I smiled gratefully and put my other hand over hers. “Thanks, Mrs. F.”
She smiled encouragingly.
“I guess …” I exhaled. “It’s been rough because of all the resentment I carried toward Mom.” I went on to tell Mrs. F all about how much I hero-worshipped my absentee father as a kid, and how I clung to that for as long as I could and when I couldn’t anymore I just pretended. “But he shot that to hell when he told us the entire truth. It was Thanksgiving. I was home from college. He sat us down, and he cried as he told us about Caine’s mom. And all his secrets came out because of that. I found out I had been illegitimate, that he’d had a wife and son that I knew nothing about, that my mom was just his piece on the side until he had nowhere else to go after his father turned him away. I was disgusted, betrayed, ashamed. Mom was just quiet. Of course she’d known all about the other family, but she knew nothing of Caine’s mother or how he’d let her die, or even how that was the real reason he’d come back to her. I asked Mom what she was going to do, if she would leave him over it, and she told me she didn’t know. She was shaken up and I had hoped that maybe it would be enough to make her see him for who he really was. My mom spent my entire life giving that man everything he wanted, and he never once tried to give back. I couldn’t pretend that wasn’t true anymore.

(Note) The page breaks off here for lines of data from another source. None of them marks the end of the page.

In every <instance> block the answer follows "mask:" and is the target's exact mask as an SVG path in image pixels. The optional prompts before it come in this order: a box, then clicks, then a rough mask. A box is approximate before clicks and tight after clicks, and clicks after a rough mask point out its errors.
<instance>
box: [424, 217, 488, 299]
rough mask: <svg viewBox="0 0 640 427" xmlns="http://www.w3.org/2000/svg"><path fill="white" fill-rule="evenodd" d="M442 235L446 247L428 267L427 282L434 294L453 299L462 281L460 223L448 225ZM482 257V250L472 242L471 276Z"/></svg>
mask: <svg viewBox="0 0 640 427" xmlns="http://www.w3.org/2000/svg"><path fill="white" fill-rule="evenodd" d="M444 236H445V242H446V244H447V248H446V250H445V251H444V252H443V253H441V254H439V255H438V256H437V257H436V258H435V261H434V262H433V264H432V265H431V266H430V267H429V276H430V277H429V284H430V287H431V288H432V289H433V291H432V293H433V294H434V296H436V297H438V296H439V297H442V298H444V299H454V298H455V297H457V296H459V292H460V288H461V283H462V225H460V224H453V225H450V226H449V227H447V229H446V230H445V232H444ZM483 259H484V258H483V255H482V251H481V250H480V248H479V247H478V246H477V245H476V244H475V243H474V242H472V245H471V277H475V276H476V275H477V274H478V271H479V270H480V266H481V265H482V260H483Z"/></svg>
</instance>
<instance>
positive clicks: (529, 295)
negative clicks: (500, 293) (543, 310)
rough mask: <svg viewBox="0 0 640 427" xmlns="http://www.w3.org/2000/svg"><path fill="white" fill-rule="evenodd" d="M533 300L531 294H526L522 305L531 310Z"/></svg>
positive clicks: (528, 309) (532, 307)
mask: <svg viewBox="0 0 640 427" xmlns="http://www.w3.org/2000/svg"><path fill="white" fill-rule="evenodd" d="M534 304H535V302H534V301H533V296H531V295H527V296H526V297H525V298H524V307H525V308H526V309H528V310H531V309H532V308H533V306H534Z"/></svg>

“So after a while, after I realized that he felt guilty but not repentant, I told him I didn’t forgive him. I returned to college … and unfortunately Mom went back to him.” I looked up from our hands, tears stinging my eyes as that familiar hurt clawed at my gut. “She put him before me from that moment on. It was always my fault that there was a rift. Never his. I saw her only a couple of times over the last few years, and there was this wall between us we couldn’t breach.” I swiped at the tears sliding down my cheeks. “And then one day she went out on her friend’s boat and a storm hit and that was it. She went overboard and by the time they found her body she was gone. She’s gone and I never made it right. But neither did she.” And it hurts.
“Oh, sweetheart,” Mrs. F sighed. “I’m so sorry.”
“I … I keep remembering when I was a kid and it was just the two of us. She was my whole world, you know. I’ve never loved anyone the way that I loved her back then. And now I’m just so goddamn mad at her. And I guess when I walked onto that photo shoot weeks ago and saw Caine, it was an opportunity to focus on something, anything, but the fact that my mom is dead and the most powerful feeling I have toward her is anger. I’m just scared that forgiveness and acceptance might never come.”
Without another word, Mrs. F got up from her seat and came around to me to pull me into her arms, and for the first time since Mom died, I really and truly let it all out.